Cette nouvelle extraite des Armes secrètes, prend place dans les milieux du jazz et de la musique. Johnny Carter, saxophoniste brillant, est le personnage principal de cette nouvelle même si nous suivons essentiellement le parcours de Bruno V…, narrateur et biographe de Johnny. Les deux hommes sont amis et Bruno vient régulièrement voir Johnny, miné par la drogue et les excès. Jusque là pas de grands bouleversements, si ce n’est que la personnalité de Johnny est ambigüe, entre recherche existentielle (via la musique) et vie de pauvre bougre. Bruno est tiraillé entre une admiration pour le saxophoniste et un dégoût mal dissimulé. Il n’y a donc pas un, mais deux hommes à l’affût : Johnny Carter recherche la paix et des certitudes quant au monde, à la musique, au temps, la recherche de sa propre identité.
Il est étrange de remarquer que ce sont des sujets philosophiques alors que le musicien n’a aucune connaissance théorique ; mais il subit cette morne vie entre sexe, drogue, et jazz. Bruno V, lui, est frustré de sa position de critique. Il ramasse les miettes et n’est pas artiste, il n’est que le réceptacle du talent de Johnny. Au fond, les deux hommes poursuivent le même but : connaître le sens de leur vie, se connaître eux-mêmes.
Cortazar mêle habilement fiction et réalité, entre musiciens réels et personnages fictifs. Il faut néanmoins souligner qu’on peut se douter de qui se cache derrière ces personnages inconnus : Johnny Carter et l’auteur ont les mêmes initiales, et Bruno V n’est pas loin de Boris Vian, grand passionné de jazz et de littérature. Plus qu’une histoire sur la musique et les affres du succès (ou des ténèbres de l’anonymat), L’homme à l’affût est une quête de soi-même dans unmonde étrange, brumeux, déboussolé. Tout se doit d’être remis en question ; la moindre faille des personnages devient, sous le vent tumultueux de la vie quotidienne, un gouffre béant dans lequel s’engouffrent tous leurs doutes ; Johnny perd ainsi toute notion de réalité.

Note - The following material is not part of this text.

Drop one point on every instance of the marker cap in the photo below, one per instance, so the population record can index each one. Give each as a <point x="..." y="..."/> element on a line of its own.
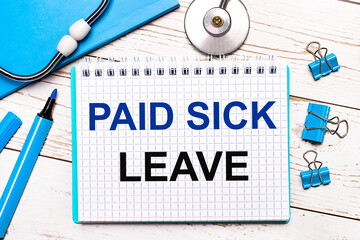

Le jazz est cette musique libre et instinctive, sortie d’on ne sait où, créée on ne sait comment. La création et sa genèse sont également des points d’interrogations. De fait, quand tout, jusqu’à l’intérêt de sa propre existence, devient incertitude, l’être humain se transforme sans doute en homme à l’affût : position privilégiée pour observer et prendre du recul. Mais on ne sait jamais bien ce qu’on va voir : on peut être s’en retrouver brisé, ayant remarqué sa propre vacuité…
Quelques citations
« Je suis un critique de jazz assez sensible pour sentir mes limites et comprendre que ce que je pense est au-dessous du plan où le pauvre Johnny essaie d’avancer avec ses phrases tronquées, ses soupirs, ses rages soudaines et ses pleurs. Il s’en fiche, lui, que je le trouve génial et jamais il n’a tiré gloire de sa musique qui est bien au-delà de celle que jouent ses compagnons. Je pense avec mélancolie qu’il est, lui, au « commencement » de son saxo et que je suis obligé, moi, de me contenter de la « fin ». Il est la bouche, lui, et moi, l’oreille, pour ne pas dire qu’il est la bouche et que je suis… Tout critique, hélas, est le triste aboutissement de quelque chose qui a commencé comme une saveur, comme le délice de mordre et de mâcher. Et la bouche remue à nouveau, la grande langue gourmande de Johnny rattrape un petit jet de salive qui lui coulait sur les lèvres. Les mains décrivent des courbes dans l’air. »
« Il se cache le visage dans ses mains et tremble. Je voudrais être déjà parti et je ne sais comment faire pour prendre congé de Johnny sans le vexer parce qu’il est terriblement susceptible avec ses amis. S’il continue sur ce sujet, ça va lui faire du mal. Avec Dédée au moins, il ne parlera pas de ces choses-là.
-Bruno, si seulement je pouvais vivre toujours comme dans ces moments-là ou comme lorsque je joue et que le temps change aussi. Tu te rends compte de tout ce qui pourrait se passer en une minute et demie… On pourrait, pas seulement moi mais elle aussi, et toi, et tous les copains, on pourrait vivre des centaines d’années ; si on trouvait le joint on pourrait vivre mille fois plus que ce qu’on vit avec votre foutue manie des montres, des minutes et des après-demain. »
Bio rapide et liens
Julio Cortázar est un écrivain argentin. Né en 1914, il est naturalisé français en 1981, soit 3 ans avant sa mort.
Souvent comparée à Borges, son oeuvre (essentiellement composée de nouvelles) est plus ludique, bien que tout aussi fantastique, voire surréaliste.